California insurance commissioner acts to include climate risks in property insurance rates

California Insurance Commissioner Takes Steps to Address Climate Risks in Property Insurance Rates

California’s Insurance Commissioner, Ricardo Lara, has announced significant steps to allow property insurers to consider climate risks, including wildfires, when determining insurance rates. This move comes as insurers are encouraged to expand their underwriting in high-risk areas, with the aim of reducing consumers’ reliance on state-funded coverage.

Challenges in California’s Insurance Market

Since 2022, seven of the state’s top 12 insurers, including giants like State Farm and Liberty Mutual, have either halted or restricted new business operations in California. Additionally, the government’s Fair Access to Insurance Requirements (FAIR) Plan, which serves as a last-resort insurer, has seen its market share rise to 3% in California.

“We are at a major crossroads in the insurance industry, following several years of intensified wildfires and storms, driven by the looming threat of climate change,” stated Commissioner Lara.

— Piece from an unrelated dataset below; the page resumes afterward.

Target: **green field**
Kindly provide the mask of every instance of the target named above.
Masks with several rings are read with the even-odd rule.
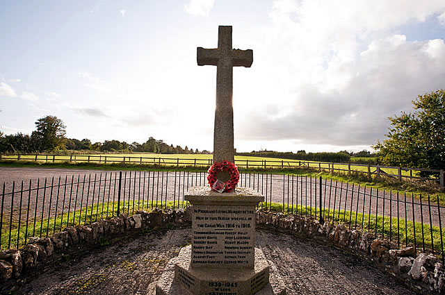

Governor Newsom’s Executive Order and Regulatory Action

The state’s insurance regulator’s measures align with an executive order issued by Governor Gavin Newsom, which calls for regulatory actions to:

  1. Expand insurance coverage in underserved areas.
  2. Incorporate catastrophe risks into insurance rates.
  3. Ensure the financial stability of the FAIR Plan.

Impact of Climate Change on Insurance Rates

A report by broker Gallagher Re, published in July, revealed that property catastrophe reinsurance rates in the United States increased by as much as 50% during a critical July 1 renewal period. This surge in rates is linked to the growing frequency of wildfires and hurricanes, particularly affecting states like California and Florida, partially attributable to climate change.

Consequences for Larger Insurance Carriers

The trend of larger insurance carriers scaling back their involvement in California’s residential property insurance market reflects ongoing regulatory constraints, escalating cost inflation, and higher catastrophe-related losses. Credit rating agency Fitch had previously highlighted these challenges earlier this year.

As California grapples with the increasing impact of climate change on its insurance landscape, Commissioner Lara’s actions aim to strike a balance between protecting consumers and ensuring the stability of the insurance market.